Ladies and Gentlemen, I have exciting news. The future is now. Or the past is now. It's kind of hard to get the right conjugation when we're talking about virtual time travel. Taking a page from Michael Crichton (get it, cause he's a writer), Russian and South Korean scientists have teamed up to bring a woolly mammoth back to life. They plan on cloning embryos from frozen woolly mammoths and implanting them into live elephants.
Its woolly ain't it?
This will result in the most confusing live-birth of all time. I have sympathy for the future mother of the first woolly mammoth in nearly five thousand years. She's expecting a normal healthy baby elephant, only to find that the child she's been carrying for 22 months is hairier than Robin Williams. I imagine this will lead to the first elephant divorce.
The big question in all this is why? Why do we want to bring back woolly mammoths? Are they known for their delicious flavor? Are they more fuel-efficient than a Prius? Can their wool be made into terrific sweaters to sell in Ireland? Do they make good pets? Can a woolly mammoth be house trained? I can keep going with the questions.
I think this is an example of scientists doing science for the sake of science. They're doing it just to see if they can. I applaud the pursuit of knowledge for knowledge sake, but there are a couple flaws in this plan. First of all, because its being implanted and gestating in an elephant, it won't be a pure woolly mammoth. It'll be half woolly mammoth. It won't be woolly, so much as it will cottony. We can still expect it to be big, but I think it'll be much softer and friendlier.
The young Woolly Meatloaf
More important are the potential risks involved in unleashing such a creature on the world. First there's the obvious risk of an increase in wool allergies. Mammoth wool is full of allergens. I assume. But there's also the bigger risk of a woolly mammoth rebellion. Resentful at having been forced back into existence, woolly mammoths will rise up and crush their trainers, leading eventually to the Mammoth Massacre of 2029. 
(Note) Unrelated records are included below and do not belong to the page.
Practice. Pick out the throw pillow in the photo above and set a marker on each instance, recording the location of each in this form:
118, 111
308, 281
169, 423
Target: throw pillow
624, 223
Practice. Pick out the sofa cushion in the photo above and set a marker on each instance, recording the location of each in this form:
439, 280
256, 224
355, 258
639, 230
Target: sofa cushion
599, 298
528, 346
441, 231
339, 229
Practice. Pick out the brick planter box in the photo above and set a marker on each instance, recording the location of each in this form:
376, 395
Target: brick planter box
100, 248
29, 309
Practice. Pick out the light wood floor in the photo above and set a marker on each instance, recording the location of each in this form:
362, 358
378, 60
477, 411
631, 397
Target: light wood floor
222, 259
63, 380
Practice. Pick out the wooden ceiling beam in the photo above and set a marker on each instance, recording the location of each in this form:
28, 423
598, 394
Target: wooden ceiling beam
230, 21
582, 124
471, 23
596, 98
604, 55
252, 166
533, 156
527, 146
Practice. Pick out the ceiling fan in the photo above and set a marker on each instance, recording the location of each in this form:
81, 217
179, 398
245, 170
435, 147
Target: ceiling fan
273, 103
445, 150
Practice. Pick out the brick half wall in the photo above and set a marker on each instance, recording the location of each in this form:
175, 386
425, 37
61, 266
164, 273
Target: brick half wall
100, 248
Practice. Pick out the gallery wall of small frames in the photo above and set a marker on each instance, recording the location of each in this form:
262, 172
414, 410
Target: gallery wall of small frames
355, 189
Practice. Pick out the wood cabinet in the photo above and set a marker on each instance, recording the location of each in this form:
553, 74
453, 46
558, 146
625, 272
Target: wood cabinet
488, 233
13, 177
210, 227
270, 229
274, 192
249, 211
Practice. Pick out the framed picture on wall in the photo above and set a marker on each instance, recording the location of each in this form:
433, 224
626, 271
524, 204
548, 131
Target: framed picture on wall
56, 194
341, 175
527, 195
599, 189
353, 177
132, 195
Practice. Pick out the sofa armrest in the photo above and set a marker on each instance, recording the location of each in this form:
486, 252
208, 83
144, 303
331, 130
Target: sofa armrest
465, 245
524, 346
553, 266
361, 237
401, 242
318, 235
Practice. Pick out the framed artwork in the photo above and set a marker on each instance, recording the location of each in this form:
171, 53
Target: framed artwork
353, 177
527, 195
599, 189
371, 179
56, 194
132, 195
Not to fear though, the US Navy is already preparing for this eventuality. Following on the heels of the recently unveiled heat ray, the US Naval Research Laboratory is in the development stage of a grenade-throwing robot. Though it is clearly more useful in other applications (fighting rogue woolly mammoths), this new death machine is being designed to fight shipboard fires. SAFFiR, or Shipboard Autonomous Firefighting Robot, will be equipped with cameras, gas and smoke sensors, and fire-suppressing grenades. A fire-suppressing grenade sounds about as useful as a surgical battleaxe, but I'm not a military scientist. 
So after, the rampaging woolly mammoths have been dealt with by the grenade throwing robots, all we have to do is hope the grenade-bots don't become self aware. Though I have no doubt that DARPA is already working on something to fight the self aware grenade-bots. Perhaps by then the world will finally be ready for dogs that shoot bees when they bark.